Tabii bunda Göztepe’nin rolü büyük. Galatasaray’ın kilit oyuncularını o denli bir kilitlediler ki, kıpırdatmadılar. Son haftaların en kıymetli adamı Yunus bir oraya bir oraya gidip kendini boşa çıkarmaya çalıştı. Fakat daima tam saha markajına takıldı. Ayağında da çok tutmaya başladı ve bu yüzden ekibine gol yedirdi.Osimhen, Galatasaray’ın tek gol umudu durumunda. Öbür arayış yok. Alışılmış rakip sağlam tedbir alınca Galatasaray çaresiz kalıyor. Bir de Osimhen, İcardi üzere ön direk koşuşunu çok fazla yapmıyor. Penaltı noktası etrafında sabit kalıyor. Bu yüzden de denetimli oyuncular tarafından rahat marke ediliyor. İcardi olsa bu sorun kolay çözülür. Lakin yok. Ve bu durum Galatasaray için yalnızca bu maç değil öteki maçlarda da eza yaratacak.

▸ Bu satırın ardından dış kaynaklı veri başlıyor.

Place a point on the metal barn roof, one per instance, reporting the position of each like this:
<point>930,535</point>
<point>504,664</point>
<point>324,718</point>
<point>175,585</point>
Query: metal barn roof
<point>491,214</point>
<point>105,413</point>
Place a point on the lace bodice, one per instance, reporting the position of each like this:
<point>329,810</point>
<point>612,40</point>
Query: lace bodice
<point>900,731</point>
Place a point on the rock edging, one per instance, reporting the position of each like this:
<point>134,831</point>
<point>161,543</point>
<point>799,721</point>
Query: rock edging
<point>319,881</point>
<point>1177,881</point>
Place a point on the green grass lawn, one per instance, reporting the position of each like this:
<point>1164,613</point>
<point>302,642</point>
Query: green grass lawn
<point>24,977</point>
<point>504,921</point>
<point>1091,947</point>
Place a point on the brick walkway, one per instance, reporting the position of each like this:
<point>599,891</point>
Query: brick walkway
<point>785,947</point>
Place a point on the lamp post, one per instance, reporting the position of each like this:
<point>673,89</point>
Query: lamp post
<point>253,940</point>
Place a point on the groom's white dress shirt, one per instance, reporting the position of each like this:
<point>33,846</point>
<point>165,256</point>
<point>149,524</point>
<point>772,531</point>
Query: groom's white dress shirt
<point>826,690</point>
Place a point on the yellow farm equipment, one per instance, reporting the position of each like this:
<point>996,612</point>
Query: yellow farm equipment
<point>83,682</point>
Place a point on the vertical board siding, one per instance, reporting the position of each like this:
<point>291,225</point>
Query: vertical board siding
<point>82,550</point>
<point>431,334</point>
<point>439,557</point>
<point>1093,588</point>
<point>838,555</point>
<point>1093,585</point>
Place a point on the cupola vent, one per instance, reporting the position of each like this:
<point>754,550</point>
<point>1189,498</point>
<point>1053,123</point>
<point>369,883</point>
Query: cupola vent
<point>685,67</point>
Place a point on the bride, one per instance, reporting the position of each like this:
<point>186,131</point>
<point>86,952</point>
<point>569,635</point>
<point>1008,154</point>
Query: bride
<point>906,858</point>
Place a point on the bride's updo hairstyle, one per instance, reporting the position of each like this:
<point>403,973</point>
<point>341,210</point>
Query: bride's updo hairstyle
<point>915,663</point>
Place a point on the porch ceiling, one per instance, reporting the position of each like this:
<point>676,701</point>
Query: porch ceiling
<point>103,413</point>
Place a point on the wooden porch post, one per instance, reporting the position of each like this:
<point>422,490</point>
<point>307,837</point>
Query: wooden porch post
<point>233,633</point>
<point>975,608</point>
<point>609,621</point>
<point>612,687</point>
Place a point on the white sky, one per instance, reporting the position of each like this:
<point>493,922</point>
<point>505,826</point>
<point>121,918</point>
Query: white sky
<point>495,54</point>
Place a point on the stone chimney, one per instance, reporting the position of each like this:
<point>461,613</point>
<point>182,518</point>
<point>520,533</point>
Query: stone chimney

Aslında ikinci yarıda da Galatasaray açısından çok fazla değişiklik yoktu. Sakin, temposuz futbolu devam etti.Tabii hal bu türlü olunca Galatasaray’ın deneyimli ve usta ayaklarına çok iş düşüyordu. Ve Göztepe kaçırdığı net bir golden sonra Mertens, Yunus’un önüne o denli hoş yuvarladı ki asist üzere asistti.Yunus da yürümeye yarayan sağ ayağı ile kalenin uzak tabanına vurdu ve gol oldu.İki yarıyı toplarsak Galatasaray’ın bu maçta öbür konumu yok. Lakin iş bilenin kılıç kuşananın. Göztepe ikinci yarıda biraz ürkek futbolunun kurbanı oldu.
Evet ligde üç puan çok değerli. Fakat Galatasaray’ın önünde daha çok maç var. Bu imgeyle daha ne kadar götürür bilinmez. Lakin şu avantajı var. Galatasaray’ın elinde o denli oyuncular var ki her an şapkadan tavşan çıkarabilecek yetenekteler.
Çoğu maçta da bu türlü götürdüler. Dün bilhassa Osimhen ve Sanchez’in manzaraları, yetersiz kadro oyunu ve temposuzluk çok can sıkıcıydı.